Insights from Quadrant

That ‘impact of colonisation’ again

One of the nice things about Australian Rules Football has always been that the us-versus-them rough stuff stays mostly on the players’ side of the fence. Unlike soccer, there has never been the need to keep rival teams’ supporters apart. Indeed, for many of us, it’s a chance to catch up with old friends whose tribal allegiances reside with other clubs.

When the Western Bulldogs, my team, plays Geelong, the chances are good I’ll be sitting with a particular Cats supporter I’ve known since we occupied adjoining fifth-grade desks. Likewise with games involving other clubs, each an opportunity to renew bonds that go back decades. We watch the game, cheer goals, denounce the umpire or hail his wisdom (usually at the same time). Then we part as friends. It’s footy the way it has always been.

What I now write is painful because my Bulldogs, after whose 1954 half-forward, Roger Duffy, I was named, are the villains of the piece. A dark cloud of disgrace now hangs over Whitten Oval, which is awash with far more than a drizzle of oh-so-precious wokeist lunacy.

On Sunday, it was at the behest of Bulldogs board member Belinda Duarte, the proud “Wotjobaluk and Dja Dja Wurrung woman” (pictured above) and CEO of an outfit called Culture Is Life, that there will no longer be a minute of respectful silence for Queen Elizabeth before the AFLW women’s games.

“Whilst for many Australians it’s seen as appropriate to recognise the significance of the Queen’s passing, we must understand what this brings up for First Peoples, the impact of colonisation and what the monarchy represents to us and our families … This unearths deep wounds,” Ms Duarte droned to The Age.

Her Majesty’s passing was respectfully marked by America’s NFL, the international teams on the F1 circuit and, at home, by the AFL men’s teams. But due to the fuss raised by Ms Duarte, the AFL’s poobahs immediately exempted the women’s competition from any obligation to display even 60 seconds’ of decency and good manners.

It was almost Pavlovian, the speed with which the AFL responded: Ms Duarte rang the racism bell and AFL CEO Gillon McLachlan once again slobbered political correctness all over the competition. Honouring the Queen is beyond the pale, apparently, but it’s noble to take a knee in mourning for a drugged-up career criminal in Minneapolis, as all AFL teams did when Black Lives Matter was the cause du jour.

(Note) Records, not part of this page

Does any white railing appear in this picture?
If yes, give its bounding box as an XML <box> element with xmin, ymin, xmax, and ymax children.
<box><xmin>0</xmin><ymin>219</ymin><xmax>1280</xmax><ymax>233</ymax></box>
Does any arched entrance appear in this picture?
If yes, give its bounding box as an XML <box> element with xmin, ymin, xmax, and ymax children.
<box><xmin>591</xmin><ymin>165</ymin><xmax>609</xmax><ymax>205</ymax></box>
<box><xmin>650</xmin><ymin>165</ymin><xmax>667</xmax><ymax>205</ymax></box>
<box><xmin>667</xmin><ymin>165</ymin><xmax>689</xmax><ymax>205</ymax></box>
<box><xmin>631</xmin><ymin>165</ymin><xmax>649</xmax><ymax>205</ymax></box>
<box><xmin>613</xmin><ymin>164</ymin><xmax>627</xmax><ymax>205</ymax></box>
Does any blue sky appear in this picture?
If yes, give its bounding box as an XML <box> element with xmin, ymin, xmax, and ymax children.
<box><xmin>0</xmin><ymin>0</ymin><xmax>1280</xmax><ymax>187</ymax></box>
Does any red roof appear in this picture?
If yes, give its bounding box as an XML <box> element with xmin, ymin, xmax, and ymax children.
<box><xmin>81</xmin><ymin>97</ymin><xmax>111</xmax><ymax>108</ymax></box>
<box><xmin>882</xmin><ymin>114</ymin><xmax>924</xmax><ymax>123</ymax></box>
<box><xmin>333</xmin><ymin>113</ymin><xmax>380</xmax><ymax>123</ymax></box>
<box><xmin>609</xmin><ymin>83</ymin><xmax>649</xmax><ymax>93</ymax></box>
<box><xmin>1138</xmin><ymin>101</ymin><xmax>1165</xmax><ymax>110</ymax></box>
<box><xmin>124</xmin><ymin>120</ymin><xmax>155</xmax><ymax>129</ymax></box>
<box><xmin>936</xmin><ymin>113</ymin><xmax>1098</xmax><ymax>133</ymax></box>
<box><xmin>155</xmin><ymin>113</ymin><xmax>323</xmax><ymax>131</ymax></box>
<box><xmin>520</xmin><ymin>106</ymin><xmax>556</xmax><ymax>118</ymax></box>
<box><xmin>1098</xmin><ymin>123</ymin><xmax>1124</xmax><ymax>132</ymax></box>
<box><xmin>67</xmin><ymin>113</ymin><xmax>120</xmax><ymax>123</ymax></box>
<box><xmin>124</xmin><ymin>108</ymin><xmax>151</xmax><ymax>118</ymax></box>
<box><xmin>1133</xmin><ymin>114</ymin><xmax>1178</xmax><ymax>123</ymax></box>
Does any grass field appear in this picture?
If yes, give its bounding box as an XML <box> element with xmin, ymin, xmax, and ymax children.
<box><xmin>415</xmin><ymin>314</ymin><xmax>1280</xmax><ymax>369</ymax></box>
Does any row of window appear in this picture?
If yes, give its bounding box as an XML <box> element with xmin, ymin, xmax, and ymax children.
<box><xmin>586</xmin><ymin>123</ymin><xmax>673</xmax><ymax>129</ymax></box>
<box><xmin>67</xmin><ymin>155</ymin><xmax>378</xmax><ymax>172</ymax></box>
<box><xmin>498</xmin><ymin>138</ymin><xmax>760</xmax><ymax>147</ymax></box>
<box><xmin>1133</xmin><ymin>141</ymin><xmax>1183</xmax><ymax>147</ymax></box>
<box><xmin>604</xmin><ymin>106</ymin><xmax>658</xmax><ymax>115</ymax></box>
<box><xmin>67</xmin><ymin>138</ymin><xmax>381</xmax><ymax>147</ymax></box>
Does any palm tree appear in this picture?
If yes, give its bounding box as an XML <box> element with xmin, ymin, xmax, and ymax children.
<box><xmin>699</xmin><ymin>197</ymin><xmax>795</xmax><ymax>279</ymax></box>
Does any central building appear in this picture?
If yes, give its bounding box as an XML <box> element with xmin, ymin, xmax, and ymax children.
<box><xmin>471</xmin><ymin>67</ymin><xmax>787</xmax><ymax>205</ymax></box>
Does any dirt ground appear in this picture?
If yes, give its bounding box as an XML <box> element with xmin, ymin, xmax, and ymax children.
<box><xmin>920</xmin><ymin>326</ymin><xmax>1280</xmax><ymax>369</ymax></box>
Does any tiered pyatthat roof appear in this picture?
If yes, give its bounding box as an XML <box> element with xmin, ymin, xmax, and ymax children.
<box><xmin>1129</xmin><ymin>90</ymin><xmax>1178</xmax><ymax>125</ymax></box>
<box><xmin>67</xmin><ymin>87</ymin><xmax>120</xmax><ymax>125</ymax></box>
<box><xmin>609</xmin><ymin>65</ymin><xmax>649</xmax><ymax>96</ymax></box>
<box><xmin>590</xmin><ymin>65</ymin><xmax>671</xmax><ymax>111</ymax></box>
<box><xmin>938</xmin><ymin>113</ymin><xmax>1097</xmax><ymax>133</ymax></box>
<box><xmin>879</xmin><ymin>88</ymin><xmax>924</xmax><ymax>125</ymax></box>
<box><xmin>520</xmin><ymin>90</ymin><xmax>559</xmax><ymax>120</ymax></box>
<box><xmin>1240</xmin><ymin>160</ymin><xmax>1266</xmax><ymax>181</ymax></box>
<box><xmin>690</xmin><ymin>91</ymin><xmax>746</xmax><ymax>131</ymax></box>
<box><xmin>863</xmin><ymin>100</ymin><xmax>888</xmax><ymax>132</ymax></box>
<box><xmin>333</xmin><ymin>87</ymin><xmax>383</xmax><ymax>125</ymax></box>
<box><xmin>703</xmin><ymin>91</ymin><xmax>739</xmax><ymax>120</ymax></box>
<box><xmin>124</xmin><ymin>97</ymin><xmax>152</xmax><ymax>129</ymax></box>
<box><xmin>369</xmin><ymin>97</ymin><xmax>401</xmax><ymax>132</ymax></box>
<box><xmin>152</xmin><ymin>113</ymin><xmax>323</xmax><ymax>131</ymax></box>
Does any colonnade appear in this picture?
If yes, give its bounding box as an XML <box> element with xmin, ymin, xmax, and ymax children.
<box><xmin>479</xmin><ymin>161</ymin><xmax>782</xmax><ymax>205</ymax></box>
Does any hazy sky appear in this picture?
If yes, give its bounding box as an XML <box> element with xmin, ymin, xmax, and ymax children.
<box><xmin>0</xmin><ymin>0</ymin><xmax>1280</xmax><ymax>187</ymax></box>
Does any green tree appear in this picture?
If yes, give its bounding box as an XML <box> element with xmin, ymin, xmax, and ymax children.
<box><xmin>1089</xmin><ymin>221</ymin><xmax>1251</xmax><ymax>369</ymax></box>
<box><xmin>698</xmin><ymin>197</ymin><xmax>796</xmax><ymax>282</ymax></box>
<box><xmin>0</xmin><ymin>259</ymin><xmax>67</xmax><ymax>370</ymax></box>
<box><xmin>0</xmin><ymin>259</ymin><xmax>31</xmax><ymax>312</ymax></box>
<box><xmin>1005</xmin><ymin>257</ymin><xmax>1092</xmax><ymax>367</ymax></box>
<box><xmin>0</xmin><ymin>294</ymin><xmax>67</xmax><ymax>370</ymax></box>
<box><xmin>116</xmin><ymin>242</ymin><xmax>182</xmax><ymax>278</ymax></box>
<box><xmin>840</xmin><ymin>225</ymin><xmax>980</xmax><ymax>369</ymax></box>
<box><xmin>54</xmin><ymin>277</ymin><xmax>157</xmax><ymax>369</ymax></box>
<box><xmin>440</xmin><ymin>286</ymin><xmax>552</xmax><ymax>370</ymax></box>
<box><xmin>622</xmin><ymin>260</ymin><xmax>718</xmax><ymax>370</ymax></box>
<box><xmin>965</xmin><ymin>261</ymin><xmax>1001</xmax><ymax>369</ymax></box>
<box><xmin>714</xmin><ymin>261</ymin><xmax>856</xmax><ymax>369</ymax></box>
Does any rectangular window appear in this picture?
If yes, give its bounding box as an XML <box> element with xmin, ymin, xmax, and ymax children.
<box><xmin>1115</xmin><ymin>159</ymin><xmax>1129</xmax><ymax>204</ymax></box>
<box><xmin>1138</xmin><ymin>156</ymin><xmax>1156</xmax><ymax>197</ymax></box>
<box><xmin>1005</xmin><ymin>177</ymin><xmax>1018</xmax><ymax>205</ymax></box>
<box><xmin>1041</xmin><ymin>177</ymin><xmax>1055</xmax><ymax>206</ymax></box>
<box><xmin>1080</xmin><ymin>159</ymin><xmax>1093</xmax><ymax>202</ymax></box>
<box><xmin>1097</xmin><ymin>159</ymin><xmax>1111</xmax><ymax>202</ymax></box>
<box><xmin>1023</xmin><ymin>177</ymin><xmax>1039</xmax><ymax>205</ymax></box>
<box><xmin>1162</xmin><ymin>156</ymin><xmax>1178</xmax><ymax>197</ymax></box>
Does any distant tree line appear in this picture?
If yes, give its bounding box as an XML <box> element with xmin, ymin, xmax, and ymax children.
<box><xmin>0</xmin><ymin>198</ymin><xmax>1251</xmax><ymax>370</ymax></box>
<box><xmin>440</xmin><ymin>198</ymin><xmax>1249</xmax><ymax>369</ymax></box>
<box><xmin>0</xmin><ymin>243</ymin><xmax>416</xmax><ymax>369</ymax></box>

Bulldogs sources have since said the club has been on the receiving end of what one told me this afternoon (Sept 12) was “a lot of anger and demands that she be shown the door.”

As for the amity that exists amongst rival barrackers in the stands, there are ominous signs a new kind of anger is eager to slip through the turnstiles. While supporters of rival clubs still get along just fine, after an Indigenous Round match at the MCG this year, a bloodied patron was rushed to hospital with a fractured skull.

According to police, the beating was administered with a didgeridoo.